KIKA verharmlost Frauenunterdrückung

Netzfund zu einer Sendung von KIKA:

Malvina aus Deutschland und Diaa aus Aleppo sind ein Paar. Diaa kam als Flüchtling nach Deutschland. Schon ab Minute 2:55 sagt Malvina, dass sie keine kurzen Sachen anziehen dürfe. Röcke müssten mindestens knielang sein. Auch würde er nicht akzeptieren, wenn sie andere Jungs umarme. Ich konnte mir das Video nicht länger anschauen. Ich mache dem Mädchen nicht mal einen Vorwurf, da sie noch sehr jung und scheinbar sehr verliebt ist.

Es geht mir einfach gegen den Strich, dass hier Leute herkommen, die unsere Lebensweise nicht respektieren. Schlimmer noch: die anderen vorschreiben, welche Länge der Rock oder der Ärmel haben muss. Dass es Frauen und Mädchen gibt, die das (leider) mitmachen, ist die eine Sache, die man nicht ändern kann. Aber wie kann so etwas ausgerechnet vom Kinderkanal (!) kritiklos gesendet werden?!

Nein, diese Einstellung gehört hier eben nicht her und ist auch keine Bereicherung. Und das gehört auch so benannt! In Deutschland dürfen Frauen Bikinis tragen, und jeder hat das zu respektieren. Ich wette übrigens, dass Typen wie Diaa niemals akzeptieren würden, wenn z.B. ihre Schwestern (sofern sie welche haben) einen deutschen Freund hätten. Diese ganzen Sichtweisen haben mit Freiheit und Gleichberechtigung überhaupt nichts zu tun.

Was Malvina aus ihrem Leben macht, ist ihre Sache bzw. Sache ihrer Eltern. Ich kann vor falscher Toleranz gegenüber diesen mittelalterlichen Sichtweisen nur warnen, da sie sowohl im Kleinen als auch im Großen ins Chaos führen.

Hier nochmal der Link zu der Sendung

So kurz nach dem Fall Kandel, finden wir es sehr naiv und jugendgefährdend, die Forderungen dieser patriarchalischen Kultur im Kinderfernsehen zu verharmlosen. Wir sind in Deutschland und unseren Kindern sollte im  zwangsfinanzierten »Bildungsfernsehen« die Gleichstellung von Mann und Frau vermittelt und gestärkt werden. Gezeigt wird jedoch die Unterordnung des Mädchens gegenüber des vermeintlich jungen Mannes.

Wie wird es zwischen den beiden weitergehen? Trägt sie irgendwann nach der Hochzeit Kopftuch oder wird er sie töten, weil sie sich trennen möchte?

Warum sehen wir bei KIKA nie, dass es auch Andersrum funktionieren kann?  »Eische hat in der Disko Matthias kennengelernt und beide leben glücklich bis an das Ende aller Tage?«
Merkwürdigerweise kommen immer nur arabische Männer mit deutschen Mädchen zusammen. Ist diese Frage legitim oder gilt das schon als Volksverhetzung? Heutzutage muss man ja vorsichtig sein, was man sagt oder schreibt.

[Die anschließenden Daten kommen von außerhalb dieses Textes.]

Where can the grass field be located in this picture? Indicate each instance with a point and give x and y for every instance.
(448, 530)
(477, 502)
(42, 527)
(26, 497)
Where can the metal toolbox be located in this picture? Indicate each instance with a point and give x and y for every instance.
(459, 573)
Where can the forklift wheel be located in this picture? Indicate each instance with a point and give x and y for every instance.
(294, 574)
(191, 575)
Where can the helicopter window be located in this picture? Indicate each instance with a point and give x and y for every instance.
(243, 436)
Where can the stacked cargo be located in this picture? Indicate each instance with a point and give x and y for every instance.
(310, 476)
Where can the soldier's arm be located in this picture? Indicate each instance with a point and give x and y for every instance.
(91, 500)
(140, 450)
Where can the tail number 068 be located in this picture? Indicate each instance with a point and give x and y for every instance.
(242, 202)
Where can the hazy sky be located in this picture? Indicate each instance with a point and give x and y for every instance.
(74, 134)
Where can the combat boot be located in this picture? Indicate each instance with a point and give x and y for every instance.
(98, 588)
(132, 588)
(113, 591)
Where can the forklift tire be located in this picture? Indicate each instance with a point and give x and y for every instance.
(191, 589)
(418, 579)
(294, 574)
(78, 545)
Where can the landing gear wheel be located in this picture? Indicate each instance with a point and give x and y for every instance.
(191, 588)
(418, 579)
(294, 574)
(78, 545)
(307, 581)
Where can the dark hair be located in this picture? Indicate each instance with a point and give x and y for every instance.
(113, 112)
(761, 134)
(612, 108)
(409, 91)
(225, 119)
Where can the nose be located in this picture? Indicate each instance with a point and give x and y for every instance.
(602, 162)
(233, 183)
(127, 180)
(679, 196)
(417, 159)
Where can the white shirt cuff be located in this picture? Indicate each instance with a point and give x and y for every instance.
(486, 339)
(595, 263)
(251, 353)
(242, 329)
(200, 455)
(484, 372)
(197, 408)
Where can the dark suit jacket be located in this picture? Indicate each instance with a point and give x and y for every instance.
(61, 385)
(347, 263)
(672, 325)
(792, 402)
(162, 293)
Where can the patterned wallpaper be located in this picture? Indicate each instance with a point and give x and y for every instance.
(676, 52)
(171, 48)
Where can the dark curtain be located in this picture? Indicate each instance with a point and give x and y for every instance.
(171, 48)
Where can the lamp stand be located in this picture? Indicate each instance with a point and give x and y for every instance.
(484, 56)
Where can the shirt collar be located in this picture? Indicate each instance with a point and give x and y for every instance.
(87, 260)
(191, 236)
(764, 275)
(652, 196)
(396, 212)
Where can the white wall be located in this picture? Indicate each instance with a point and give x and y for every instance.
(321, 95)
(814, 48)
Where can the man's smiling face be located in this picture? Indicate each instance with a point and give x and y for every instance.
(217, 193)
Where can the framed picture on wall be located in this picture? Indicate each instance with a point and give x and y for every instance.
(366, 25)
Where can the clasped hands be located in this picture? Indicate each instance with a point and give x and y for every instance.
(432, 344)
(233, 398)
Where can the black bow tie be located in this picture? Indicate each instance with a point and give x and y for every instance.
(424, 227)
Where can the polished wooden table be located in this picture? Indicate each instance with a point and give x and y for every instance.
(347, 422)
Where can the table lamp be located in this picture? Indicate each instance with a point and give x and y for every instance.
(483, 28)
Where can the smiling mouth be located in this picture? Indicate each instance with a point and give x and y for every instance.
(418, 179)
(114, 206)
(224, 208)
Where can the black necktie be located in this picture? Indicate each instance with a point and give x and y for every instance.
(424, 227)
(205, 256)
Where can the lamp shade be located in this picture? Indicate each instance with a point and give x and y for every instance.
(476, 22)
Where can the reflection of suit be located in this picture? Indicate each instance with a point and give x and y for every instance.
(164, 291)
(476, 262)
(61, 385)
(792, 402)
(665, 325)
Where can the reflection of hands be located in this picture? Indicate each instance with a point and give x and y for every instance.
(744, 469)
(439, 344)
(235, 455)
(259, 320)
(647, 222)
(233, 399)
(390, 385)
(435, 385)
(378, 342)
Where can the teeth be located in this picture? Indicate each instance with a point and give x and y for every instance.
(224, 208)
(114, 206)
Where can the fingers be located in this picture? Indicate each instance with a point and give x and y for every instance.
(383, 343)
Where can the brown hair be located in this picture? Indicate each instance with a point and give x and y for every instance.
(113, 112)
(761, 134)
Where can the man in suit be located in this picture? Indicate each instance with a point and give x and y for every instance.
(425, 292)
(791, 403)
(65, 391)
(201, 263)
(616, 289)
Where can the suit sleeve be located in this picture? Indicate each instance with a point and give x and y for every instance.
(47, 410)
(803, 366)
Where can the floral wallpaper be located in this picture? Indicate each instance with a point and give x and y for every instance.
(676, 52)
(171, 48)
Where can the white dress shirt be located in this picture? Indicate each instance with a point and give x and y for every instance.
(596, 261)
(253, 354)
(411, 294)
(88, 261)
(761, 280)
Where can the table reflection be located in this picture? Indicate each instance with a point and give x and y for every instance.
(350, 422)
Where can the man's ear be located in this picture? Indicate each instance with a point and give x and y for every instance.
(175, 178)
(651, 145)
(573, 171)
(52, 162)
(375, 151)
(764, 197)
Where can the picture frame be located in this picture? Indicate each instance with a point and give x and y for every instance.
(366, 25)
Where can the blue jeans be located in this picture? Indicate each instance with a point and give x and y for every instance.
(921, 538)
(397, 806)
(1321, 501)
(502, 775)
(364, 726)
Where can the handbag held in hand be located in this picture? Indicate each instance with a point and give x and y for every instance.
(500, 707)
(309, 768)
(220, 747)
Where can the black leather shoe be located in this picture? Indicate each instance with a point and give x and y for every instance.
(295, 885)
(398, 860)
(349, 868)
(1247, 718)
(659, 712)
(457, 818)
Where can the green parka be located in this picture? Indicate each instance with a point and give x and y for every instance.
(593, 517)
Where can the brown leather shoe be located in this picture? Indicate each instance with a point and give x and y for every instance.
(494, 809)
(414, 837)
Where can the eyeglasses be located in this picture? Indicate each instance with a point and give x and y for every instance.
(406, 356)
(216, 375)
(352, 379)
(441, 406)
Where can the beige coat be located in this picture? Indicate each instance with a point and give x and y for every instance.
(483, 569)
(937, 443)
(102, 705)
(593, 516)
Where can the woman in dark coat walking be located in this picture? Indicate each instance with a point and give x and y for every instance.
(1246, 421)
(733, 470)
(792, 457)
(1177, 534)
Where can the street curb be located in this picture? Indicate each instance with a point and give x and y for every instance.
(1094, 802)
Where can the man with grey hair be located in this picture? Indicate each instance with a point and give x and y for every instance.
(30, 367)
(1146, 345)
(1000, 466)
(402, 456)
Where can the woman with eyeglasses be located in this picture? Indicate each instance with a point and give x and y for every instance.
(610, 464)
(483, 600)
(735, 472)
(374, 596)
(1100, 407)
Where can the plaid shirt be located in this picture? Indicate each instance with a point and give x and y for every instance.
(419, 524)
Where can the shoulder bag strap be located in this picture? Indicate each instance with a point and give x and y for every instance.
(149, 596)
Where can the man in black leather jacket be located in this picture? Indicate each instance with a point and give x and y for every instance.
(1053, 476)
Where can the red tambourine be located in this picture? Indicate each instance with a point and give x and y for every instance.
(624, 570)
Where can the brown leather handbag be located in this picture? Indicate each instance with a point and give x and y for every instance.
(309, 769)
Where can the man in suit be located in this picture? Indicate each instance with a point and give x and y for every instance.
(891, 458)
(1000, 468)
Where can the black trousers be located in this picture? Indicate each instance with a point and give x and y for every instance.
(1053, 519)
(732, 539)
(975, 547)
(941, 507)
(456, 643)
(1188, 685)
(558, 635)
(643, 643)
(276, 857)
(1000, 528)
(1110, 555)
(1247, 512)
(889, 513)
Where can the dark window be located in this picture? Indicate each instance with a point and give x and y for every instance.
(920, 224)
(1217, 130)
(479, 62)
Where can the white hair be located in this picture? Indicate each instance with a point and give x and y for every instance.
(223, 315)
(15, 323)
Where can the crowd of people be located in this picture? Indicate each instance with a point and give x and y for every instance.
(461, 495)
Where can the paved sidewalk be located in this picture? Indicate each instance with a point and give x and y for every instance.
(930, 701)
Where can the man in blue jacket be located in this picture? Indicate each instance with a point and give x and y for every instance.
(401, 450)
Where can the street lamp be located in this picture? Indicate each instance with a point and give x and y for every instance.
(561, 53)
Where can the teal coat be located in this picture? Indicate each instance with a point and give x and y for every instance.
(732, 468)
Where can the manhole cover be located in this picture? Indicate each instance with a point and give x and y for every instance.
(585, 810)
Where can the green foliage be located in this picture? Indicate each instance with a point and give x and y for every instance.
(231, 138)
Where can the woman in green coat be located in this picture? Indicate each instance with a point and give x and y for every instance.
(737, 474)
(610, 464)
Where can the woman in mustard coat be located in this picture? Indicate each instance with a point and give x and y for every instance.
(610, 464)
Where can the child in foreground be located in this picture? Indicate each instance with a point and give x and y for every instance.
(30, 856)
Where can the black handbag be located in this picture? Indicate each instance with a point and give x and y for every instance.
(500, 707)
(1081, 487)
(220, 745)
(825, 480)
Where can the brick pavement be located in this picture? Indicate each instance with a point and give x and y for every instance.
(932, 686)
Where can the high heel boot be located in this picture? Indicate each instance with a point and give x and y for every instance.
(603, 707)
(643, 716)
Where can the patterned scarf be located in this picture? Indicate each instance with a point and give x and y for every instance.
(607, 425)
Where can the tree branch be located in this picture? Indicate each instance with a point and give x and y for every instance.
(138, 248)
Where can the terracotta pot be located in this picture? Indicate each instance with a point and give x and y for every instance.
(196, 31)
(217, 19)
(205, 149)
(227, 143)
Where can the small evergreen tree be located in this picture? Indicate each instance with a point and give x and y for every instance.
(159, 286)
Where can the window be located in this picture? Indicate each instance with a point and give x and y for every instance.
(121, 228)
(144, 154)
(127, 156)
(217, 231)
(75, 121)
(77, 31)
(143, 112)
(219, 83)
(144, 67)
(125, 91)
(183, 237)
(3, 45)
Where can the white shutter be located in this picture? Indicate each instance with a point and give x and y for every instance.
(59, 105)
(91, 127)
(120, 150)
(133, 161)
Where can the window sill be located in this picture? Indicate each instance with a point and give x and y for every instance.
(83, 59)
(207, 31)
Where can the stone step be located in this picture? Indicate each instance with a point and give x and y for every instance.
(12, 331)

Auch bei diesem 17 jährigen wäre ein Alterstest sinnvoll. Ob Malvina und ihre Eltern sich hierzu Gedanken gemacht haben oder so gutgläubig wie Mia’s Eltern sind? Nach dem Vorfall in Kandel drängt sich der Verdacht der Alterslüge weiter auf und wie 17 schaut dieser Diaa nicht aus.

Der Kinderkanal kalkuliert offensichtlich damit, dass die Kinder vor dem Fernseher »geparkt« werden und die Eltern nicht mitbekommen, was dort ausgestrahlt wird. Jedes halbwegs vernünftige Elternteil würde eine derartige Indoktrination nicht akzeptieren. Reicht es nicht schon, dass die Kinder in Kindergarten und Grundschulen auf Linie gebracht werden?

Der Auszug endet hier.